Esses dois autores concluem que “o fato de o recém-nascido aprender tão rápido sobre eles é evidência do bom funcionamento cerebral do bebê, bem como da importância dos pais para a criança”. Isso demonstra a maturidade biológica, mas, sobretudo, reforça as ideias de

Spitz e de Vigotski sobre a significação das experiências para as primeiras aprendizagens, através da linguagem não verbal, e que ocorrem por meio das interações sociais, principalmente, com os pais.

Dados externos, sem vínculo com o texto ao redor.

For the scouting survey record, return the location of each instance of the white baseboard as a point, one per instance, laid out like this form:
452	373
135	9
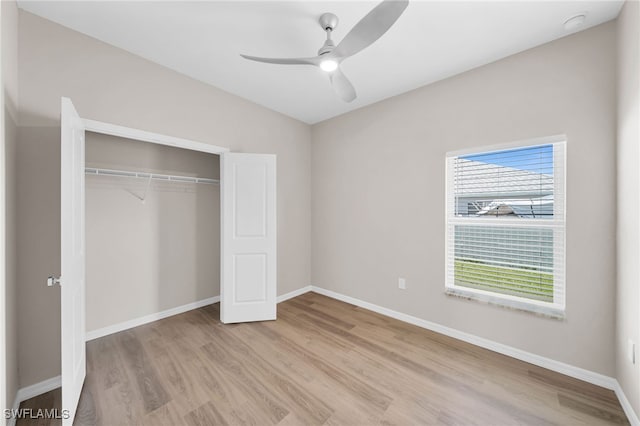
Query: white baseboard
632	416
294	293
30	391
116	328
557	366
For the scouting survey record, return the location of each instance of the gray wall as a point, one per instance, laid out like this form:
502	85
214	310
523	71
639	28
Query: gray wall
628	241
378	185
148	256
10	82
109	84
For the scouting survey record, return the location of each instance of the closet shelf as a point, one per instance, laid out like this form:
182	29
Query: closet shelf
147	175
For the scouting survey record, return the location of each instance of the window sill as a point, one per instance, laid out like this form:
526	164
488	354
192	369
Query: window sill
544	311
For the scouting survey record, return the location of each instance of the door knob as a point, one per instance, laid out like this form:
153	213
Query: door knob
52	280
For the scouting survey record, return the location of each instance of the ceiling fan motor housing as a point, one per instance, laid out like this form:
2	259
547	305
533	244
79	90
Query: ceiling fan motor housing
328	21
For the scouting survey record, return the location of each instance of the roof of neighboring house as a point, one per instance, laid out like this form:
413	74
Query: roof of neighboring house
478	179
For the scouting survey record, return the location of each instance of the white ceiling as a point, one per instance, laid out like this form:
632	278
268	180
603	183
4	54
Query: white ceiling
432	40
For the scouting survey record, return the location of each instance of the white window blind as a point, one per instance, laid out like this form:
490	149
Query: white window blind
506	225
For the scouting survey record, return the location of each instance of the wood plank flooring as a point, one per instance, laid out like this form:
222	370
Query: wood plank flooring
323	362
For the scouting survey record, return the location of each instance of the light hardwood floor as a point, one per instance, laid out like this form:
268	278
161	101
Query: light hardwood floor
322	362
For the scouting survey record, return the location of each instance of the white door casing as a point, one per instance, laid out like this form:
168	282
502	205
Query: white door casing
248	237
72	258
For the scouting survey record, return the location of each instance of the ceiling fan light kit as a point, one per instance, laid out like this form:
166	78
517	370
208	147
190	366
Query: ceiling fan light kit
363	34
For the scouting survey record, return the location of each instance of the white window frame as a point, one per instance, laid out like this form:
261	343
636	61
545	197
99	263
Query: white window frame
558	224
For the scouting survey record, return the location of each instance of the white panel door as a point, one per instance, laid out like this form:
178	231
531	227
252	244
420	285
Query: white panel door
248	230
72	279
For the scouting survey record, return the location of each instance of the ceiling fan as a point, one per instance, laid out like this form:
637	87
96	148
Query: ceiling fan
364	33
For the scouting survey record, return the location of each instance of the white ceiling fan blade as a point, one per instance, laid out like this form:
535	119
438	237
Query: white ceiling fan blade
371	27
342	85
284	61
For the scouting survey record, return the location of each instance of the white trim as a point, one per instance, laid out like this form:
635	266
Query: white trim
294	293
544	140
126	325
143	135
557	225
116	328
33	390
3	273
548	363
557	366
626	406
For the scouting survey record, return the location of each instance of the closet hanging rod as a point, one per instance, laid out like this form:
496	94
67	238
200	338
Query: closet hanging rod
147	175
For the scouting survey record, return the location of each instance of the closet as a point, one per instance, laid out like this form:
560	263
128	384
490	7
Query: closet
152	217
154	237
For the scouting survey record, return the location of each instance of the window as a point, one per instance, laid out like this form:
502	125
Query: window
506	225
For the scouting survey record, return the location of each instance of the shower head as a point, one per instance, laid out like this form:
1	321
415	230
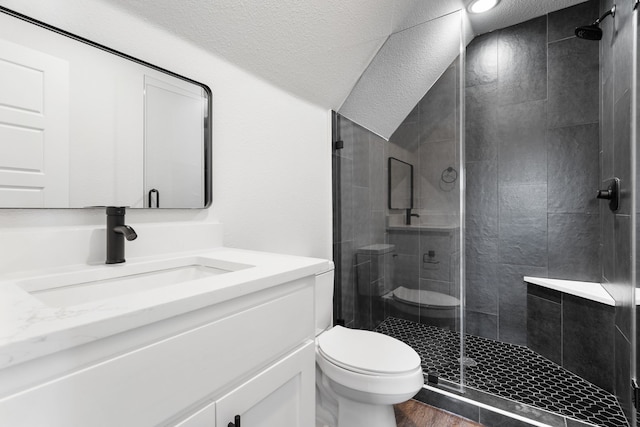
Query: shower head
589	32
593	31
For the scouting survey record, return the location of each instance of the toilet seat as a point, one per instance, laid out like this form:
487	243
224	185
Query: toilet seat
425	298
359	351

Sendo assim, o tato, segundo Brazelton e Cramer (1992, p. 74) “é a primeira esfera importante de comunicação entre mãe e bebê. Ao choro da criança, a mãe responde acalentando- a, isto é, contendo, por meio do toque e do abraço, as atividades motoras descontroladas que a perturbam”. Dessa forma esses autores afirmam que “o tato é um código compartilhado pelo cuidador e pela criança – tanto para aquietá-la como para acordá-la ou alertá-la”.

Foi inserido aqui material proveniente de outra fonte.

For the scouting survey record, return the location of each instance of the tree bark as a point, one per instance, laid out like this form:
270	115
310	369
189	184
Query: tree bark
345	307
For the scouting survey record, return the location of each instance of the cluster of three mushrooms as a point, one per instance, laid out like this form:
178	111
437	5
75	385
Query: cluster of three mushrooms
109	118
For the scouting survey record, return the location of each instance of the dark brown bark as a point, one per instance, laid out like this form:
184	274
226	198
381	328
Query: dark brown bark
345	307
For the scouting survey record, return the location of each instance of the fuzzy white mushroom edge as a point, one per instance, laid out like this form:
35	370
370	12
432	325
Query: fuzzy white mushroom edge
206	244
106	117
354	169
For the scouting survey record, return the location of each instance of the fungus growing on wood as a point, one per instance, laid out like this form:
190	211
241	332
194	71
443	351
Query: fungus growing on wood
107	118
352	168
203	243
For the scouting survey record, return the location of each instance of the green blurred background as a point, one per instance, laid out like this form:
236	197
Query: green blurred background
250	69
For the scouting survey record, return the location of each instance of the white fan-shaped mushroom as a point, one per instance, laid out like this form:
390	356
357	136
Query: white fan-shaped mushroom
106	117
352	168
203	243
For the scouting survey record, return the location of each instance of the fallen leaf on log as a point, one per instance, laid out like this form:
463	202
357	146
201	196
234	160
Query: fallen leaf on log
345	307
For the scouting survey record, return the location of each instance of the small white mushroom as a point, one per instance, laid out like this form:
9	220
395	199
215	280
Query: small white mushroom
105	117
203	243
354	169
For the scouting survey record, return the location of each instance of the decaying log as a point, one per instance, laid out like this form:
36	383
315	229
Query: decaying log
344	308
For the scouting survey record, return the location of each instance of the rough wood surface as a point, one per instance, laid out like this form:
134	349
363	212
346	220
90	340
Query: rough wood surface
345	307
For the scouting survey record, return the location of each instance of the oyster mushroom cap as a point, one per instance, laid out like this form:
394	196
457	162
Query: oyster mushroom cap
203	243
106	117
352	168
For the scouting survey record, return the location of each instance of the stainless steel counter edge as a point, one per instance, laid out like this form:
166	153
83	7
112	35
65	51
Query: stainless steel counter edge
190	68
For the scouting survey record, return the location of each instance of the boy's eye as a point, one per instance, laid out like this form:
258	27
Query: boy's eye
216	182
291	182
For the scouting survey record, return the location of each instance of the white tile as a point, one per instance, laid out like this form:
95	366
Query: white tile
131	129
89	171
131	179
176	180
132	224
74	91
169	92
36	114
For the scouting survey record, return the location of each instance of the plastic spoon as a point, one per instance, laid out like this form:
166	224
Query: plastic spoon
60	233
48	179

Além disso, o toque possibilita a individuação e a construção da identidade da criança a partir do reconhecimento do outro, diferenciando-o, gradativamente, de seu próprio corpo. Segundo Spitz (2004, p. 234-235) “identificação primária” é um termo utilizado na teoria psicanalítica para indicar o “estado de não diferenciação”, ou seja, a criança não diferencia o “eu” e o “não eu”. Sendo assim, na identificação primária, a criança considera todas as experiências vividas por ela, tanto as do meio ambiente, quanto as que satisfazem seus desejos internos “como parte de sua própria pessoa e corpo, fora do qual nada existe” (idem, p. 235).

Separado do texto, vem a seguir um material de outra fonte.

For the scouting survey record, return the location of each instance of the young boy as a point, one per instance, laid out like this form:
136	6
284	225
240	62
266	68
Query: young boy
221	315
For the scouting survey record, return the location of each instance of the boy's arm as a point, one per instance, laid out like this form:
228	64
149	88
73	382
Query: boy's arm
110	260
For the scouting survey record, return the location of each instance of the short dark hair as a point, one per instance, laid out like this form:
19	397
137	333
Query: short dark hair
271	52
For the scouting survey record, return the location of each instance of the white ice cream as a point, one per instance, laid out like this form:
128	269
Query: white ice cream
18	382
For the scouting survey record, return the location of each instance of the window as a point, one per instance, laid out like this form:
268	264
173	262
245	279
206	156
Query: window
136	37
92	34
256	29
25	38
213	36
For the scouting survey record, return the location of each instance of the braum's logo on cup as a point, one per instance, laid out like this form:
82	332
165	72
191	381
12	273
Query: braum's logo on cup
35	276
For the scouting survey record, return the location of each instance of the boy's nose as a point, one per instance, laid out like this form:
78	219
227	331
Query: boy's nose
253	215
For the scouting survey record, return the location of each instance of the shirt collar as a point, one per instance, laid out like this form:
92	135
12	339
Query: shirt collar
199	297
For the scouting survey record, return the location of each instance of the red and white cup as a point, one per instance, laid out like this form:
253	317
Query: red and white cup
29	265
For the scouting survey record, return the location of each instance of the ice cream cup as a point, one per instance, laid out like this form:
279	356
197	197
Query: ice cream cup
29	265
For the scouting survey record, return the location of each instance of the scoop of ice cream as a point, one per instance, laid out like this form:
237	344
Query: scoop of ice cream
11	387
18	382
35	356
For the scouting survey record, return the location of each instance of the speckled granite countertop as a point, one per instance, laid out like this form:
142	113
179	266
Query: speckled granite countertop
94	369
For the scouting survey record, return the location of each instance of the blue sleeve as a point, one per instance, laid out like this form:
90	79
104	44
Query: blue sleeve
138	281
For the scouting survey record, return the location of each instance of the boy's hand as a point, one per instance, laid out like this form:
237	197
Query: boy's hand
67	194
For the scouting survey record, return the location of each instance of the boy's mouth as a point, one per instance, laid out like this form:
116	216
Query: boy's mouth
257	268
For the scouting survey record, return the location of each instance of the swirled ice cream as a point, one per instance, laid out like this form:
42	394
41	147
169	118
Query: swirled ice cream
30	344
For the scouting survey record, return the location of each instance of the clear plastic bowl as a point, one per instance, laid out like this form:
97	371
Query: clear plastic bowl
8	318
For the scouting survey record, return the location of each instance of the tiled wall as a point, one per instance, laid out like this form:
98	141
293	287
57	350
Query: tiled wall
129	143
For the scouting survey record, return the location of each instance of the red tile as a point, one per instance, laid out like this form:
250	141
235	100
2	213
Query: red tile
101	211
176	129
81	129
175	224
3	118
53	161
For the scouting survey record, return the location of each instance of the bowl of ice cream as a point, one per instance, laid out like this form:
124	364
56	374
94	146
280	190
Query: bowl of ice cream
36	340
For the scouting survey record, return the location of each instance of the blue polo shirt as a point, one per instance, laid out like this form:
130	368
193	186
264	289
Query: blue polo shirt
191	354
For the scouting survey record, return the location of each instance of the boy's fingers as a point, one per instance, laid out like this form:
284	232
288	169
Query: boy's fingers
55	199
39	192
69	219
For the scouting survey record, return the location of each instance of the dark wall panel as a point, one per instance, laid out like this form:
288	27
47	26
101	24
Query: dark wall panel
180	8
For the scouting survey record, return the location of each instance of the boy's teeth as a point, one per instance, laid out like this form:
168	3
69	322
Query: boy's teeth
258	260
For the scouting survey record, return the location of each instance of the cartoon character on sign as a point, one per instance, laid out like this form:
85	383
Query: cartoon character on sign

Para esse autor, o estado de identificação primária pode ser dificultado quando as mães ou substitutos deixam de tocar a criança. Considerando o estado da identificação primária como o primeiro estágio no processo de individualização, Spitz (2004, p. 236) considera que esse período ocorre no primeiro semestre de vida do bebê no qual ele, ao lidar com as identificações primárias, consegue rompê-las e superá-las. De acordo com esse pensamento, Spitz considera o segundo estágio, o da identificação secundária, tendo início no segundo semestre de vida do bebê, estendendo-se até o décimo oitavo mês de vida. Para Spitz, nesse estágio “a criança adquire técnicas e mecanismos por meio dos quais consegue a independência em relação à mãe”. Mahler (apud SPITZ, 2004, p. 236) chamou de „processo de individuação-separação‟ o caminho que a criança percorre para, somente então, tornar-se um indivíduo independente e que esse autor considera como tendo início após os dezoito meses da vida do bebê. Prosseguindo em seus estudos, Spitz, (1957 apud, SPITZ, 2004, p. 236) afirma que “[...] quando a mãe dificulta a identificação primária pela recusa da experiência tátil, ela impede duas importantes realizações do desenvolvimento – a da formação do ego e a das identificações secundárias”. Spitz (2004, p. 237) conclui que “essa independência relativa é conseguida, aproximadamente, no décimo oitavo mês de vida [...]”.

O tato passa a ser um importante órgão de percepção e interação da criança surda. Este processo de formação da identidade se torna um período importante para ela uma vez que, privada da voz da mãe, a criança apreende seu mundo através de outros indícios, tais como, a

expressão corporal, os gestos, a percepção visual e tátil. Portanto, as experiências táteis são tão importantes na relação criança surda/pais ouvintes e não devem ser negligenciadas, principalmente nesses três primeiros anos de sua vida. É importante relembrar que o ato de pegar a criança no colo geralmente ocorre acompanhado da voz do adulto, sendo acrescentado mais uma informação para ele através do canal auditivo. Para a criança surda, ficará apenas a percepção tátil e a expressão facial e o olhar. Nesse sentido é necessário que o adulto não se detenha apenas na percepção auditiva, já que esta é uma necessidade interna do próprio adulto diante de um laudo de surdez, mas que procure dar ênfase aos outros códigos perceptivos. Todavia, se ainda não houve o diagnóstico da surdez e o adulto não foi orientado nesse sentido, a criança surda terá essa experiência fragmentada; consequentemente, a aprendizagem ocorrerá apenas em parte, portanto incompleta, acentuando as diferenças no desenvolvimento global entre crianças surdas e ouvintes.